At present, she is focusing on using her broad experience to advise organizations achieve their goals. She chairs several international groups: the Executive Committee of the Tyler Prize for Environmental Achievement; the Donor Council of the Critical Ecosystems Partnership Fund; the Board of Trustees of the recently merged CGIAR Centers in the field of agricultural research; the Alliance between Bioversity International and CIAT (the International Center for Tropical Agriculture), and the Strategic Advisory Council to the Institute for Sustainable Development and International Relations (IDDRI), In 2019 she was elected to be a member of the Bureau of IPBES, the Intergovernmental Science Policy Platform on Biodiversity and Ecosystem Services.
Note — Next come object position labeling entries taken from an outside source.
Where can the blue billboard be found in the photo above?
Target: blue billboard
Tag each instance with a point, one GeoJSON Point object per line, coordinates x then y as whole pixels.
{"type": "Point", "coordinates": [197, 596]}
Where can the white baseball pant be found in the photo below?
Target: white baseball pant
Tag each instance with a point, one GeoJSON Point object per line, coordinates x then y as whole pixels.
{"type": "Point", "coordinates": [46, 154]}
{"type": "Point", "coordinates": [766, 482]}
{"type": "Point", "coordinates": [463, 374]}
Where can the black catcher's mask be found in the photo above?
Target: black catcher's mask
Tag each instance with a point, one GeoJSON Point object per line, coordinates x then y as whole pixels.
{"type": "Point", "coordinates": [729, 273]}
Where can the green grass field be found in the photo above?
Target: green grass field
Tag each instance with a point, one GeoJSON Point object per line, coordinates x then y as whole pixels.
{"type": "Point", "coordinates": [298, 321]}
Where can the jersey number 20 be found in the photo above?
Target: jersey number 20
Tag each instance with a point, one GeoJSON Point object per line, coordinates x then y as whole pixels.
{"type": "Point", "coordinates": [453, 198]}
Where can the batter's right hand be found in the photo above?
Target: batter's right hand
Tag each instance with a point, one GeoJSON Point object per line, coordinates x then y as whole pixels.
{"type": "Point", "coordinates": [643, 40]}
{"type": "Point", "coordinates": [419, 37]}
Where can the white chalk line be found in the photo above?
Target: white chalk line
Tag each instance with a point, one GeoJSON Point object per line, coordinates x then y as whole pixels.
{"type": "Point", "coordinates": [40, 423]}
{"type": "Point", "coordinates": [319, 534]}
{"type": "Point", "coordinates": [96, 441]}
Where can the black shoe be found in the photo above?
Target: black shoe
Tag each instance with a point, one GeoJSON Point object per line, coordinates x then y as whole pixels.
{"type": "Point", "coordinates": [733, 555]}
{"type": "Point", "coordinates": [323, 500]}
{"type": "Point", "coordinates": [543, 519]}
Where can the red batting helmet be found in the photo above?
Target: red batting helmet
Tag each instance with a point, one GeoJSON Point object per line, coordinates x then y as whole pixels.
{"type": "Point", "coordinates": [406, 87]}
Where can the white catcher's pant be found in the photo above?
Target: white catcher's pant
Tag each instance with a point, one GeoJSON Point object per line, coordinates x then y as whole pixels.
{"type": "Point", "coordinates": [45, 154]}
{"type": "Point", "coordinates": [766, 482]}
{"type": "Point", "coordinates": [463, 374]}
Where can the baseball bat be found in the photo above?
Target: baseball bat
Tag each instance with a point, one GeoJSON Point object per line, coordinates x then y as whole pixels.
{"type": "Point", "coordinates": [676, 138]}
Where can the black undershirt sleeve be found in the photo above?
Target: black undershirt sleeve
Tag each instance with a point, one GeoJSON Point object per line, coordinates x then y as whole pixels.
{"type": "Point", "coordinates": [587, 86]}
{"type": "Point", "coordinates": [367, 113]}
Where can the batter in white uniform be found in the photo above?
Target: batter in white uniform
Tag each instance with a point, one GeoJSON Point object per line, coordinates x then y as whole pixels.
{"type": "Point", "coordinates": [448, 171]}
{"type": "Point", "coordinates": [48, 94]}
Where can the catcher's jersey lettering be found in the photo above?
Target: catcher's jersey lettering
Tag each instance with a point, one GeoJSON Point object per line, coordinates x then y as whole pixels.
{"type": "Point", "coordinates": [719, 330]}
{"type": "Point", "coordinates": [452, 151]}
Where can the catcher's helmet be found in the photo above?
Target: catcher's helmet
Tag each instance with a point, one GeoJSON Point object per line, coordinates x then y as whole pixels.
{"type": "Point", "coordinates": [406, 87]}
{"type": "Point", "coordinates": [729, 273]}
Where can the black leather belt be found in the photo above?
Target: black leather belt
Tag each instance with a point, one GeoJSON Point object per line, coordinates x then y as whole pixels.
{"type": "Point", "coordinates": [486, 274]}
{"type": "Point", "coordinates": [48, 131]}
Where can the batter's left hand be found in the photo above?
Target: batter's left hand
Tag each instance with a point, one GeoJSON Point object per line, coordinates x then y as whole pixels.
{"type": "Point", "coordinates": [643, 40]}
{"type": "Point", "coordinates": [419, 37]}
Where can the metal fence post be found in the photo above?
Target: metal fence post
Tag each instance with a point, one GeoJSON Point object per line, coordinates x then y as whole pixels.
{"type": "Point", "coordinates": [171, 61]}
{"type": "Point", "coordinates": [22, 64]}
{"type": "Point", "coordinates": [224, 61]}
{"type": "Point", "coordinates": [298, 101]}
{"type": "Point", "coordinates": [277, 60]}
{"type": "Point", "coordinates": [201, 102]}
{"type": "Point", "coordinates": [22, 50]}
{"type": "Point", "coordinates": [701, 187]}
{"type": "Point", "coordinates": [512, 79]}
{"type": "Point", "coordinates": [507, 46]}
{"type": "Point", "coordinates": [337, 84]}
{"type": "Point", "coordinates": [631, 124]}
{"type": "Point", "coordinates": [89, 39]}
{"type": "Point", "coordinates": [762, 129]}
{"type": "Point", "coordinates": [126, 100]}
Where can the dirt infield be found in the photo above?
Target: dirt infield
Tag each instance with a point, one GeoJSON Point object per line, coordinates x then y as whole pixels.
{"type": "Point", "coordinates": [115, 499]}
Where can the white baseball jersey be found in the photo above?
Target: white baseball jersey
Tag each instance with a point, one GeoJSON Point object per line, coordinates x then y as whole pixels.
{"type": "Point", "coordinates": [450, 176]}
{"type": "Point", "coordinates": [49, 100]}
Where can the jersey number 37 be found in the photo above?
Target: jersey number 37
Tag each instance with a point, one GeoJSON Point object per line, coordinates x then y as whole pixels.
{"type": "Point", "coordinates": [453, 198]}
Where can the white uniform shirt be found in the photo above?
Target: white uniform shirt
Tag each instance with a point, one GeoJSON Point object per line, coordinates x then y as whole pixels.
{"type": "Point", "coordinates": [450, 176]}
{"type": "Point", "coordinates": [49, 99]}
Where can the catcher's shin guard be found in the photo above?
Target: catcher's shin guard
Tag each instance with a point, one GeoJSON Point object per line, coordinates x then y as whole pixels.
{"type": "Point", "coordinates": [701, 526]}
Her other present board memberships include the Prince Albert II of Monaco Foundation; the Global Footprint Network, the Turkana Basin Institute, the Oceanographic Institute- Prince Albert 1st of Monaco Foundation, the Wildlife Conservation Society (WCS), and the advisory board of TEEB (The Economics of Ecosystems and Biodiversity). In the corporate world she is a member of the Critical Friends advisory group to the CEO of Veolia Environment S.A, as well as the Sustainable Development Council of EDF.
Julia was the Edward P. Bass Distinguished Visiting Environmental Scholar and a Fellow of Davenport College at Yale University in 2016 and she continues to have regular links with Yale University’s School of the Environment. Julia also serves on the boards of directors of several other universities: Oxford University’s James Martin School, the Global Institute of Sustainability (Arizona State University), the Center for International Environmental Studies of the Graduate Institute of Geneva, and the Environmental Leadership and Training Initiative of Yale University.
Julia received the AAAS Award for International Cooperation in Science; and has been honoured as a Chevalier de la Légion d’Honneur as well as the Officier dans l’Ordre National de Mérite by the government of France and as a Chevalier dans l’Ordre de Saint-Charles by HSH Prince Albert of Monaco. She also received the ProNatura Award from the government of Hungary, the Presidential citation from the Republic of Korea and a Lifetime Achievement Award of the National Council for Science and the Environment. She is an elected a member of the World Academy of Art and Science and the World Future Council and the Royal Geographical Society.